プロも愛用する最強の六角棒レンチがPBである理由(その1)

各社から発売されているL字型六角棒レンチですが、どのメーカーもだいたい同じサイズ感だと思いませんか?
これには理由があって、六角棒レンチはJISで規格があり、差し込む部分のサイズごとに「短い方の長さ」と「長い方の長さ」が決まっているのです。
規格なので各社でサイズが同じなのは当然ですね。

ところが、PBの六角棒レンチはこのJIS規格のサイズになっていません
恐らくPBの考える『六角棒レンチとはこうあるべき』という考えに基づいて独自のサイズに変更されているのでしょう。

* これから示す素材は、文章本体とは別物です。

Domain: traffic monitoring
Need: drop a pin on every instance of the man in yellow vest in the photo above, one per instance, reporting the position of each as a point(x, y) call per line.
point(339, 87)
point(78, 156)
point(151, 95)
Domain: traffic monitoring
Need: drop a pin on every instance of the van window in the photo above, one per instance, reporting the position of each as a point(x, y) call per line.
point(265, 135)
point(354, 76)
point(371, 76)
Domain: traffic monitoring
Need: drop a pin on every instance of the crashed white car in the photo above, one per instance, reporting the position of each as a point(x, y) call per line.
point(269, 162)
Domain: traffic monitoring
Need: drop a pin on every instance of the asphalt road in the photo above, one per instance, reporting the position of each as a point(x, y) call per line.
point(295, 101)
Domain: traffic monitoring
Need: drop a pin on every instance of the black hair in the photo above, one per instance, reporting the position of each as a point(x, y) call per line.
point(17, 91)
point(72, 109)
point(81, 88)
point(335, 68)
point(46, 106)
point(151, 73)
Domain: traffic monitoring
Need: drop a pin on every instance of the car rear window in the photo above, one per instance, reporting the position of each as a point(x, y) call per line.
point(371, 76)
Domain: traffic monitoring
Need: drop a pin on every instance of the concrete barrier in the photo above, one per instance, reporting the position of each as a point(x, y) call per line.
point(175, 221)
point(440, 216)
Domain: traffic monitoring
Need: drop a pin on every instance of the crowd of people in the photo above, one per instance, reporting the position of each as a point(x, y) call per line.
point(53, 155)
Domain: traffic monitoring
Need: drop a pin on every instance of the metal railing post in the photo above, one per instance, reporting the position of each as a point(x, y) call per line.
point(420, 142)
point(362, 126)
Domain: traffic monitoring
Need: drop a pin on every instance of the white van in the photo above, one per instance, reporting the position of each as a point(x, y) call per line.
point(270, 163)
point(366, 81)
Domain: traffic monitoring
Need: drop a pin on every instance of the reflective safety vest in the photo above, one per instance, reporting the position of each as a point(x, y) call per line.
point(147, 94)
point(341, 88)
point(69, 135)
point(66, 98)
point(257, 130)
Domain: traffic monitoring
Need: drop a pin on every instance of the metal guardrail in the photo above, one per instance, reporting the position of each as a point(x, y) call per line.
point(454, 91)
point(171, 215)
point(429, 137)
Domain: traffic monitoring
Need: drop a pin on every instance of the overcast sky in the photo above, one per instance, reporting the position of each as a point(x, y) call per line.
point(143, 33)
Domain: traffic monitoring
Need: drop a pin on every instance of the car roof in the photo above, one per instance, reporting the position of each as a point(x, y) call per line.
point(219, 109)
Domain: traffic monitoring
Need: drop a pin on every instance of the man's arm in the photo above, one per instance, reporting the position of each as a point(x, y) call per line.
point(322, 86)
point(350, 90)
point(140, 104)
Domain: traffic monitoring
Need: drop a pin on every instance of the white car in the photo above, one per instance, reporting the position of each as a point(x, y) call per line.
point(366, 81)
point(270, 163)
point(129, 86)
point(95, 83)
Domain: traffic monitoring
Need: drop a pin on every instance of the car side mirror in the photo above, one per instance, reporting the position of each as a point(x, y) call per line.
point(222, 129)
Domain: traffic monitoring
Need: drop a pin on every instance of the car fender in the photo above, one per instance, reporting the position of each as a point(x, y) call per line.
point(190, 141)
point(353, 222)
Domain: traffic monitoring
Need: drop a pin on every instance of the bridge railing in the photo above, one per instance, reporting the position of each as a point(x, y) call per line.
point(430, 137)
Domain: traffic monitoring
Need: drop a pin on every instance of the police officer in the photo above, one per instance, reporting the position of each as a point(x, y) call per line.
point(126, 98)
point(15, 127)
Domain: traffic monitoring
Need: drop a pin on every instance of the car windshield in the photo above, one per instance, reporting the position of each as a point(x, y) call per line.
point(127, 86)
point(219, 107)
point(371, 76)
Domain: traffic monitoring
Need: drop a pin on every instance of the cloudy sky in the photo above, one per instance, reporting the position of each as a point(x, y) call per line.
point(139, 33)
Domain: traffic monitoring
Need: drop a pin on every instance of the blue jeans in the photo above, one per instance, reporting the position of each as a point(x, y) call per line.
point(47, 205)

具体的には、L字のうちの長い方はより長く、短い方はより短くなっている傾向にあります。
理由は明記されていませんが、長い方は早回し専用、短い方は本締め専用と捉えているのではないでしょうか。

L字の短い側がより短いのは、本締めする際にレンチが傾いてしまう事を嫌っているのと、ネジに対して出来るだけ真横に近い位置から力を掛けたいからではないかと推測できます。
また、長い側を使う際に短い側が短い方が早回ししやすいという事もあるでしょう。
もしかしたら長い側で本締めさせない狙いもあるかもしれません。

逆に長い側がより長いのは狭く奥まった場所でも到達できるようにする狙いと、短い方で本締めする際に力を掛けやすい事を狙ったと思われます。
サビついて固く締まったボルトを緩めたい時など、長い方が大きな力を掛けやすいですからね。

どちらも理に適っていますが、ちょっと問題もあります。
それは整備に慣れていない方が本締めしようとすると、握っている部分が長いためにオーバートルクになりがちな事。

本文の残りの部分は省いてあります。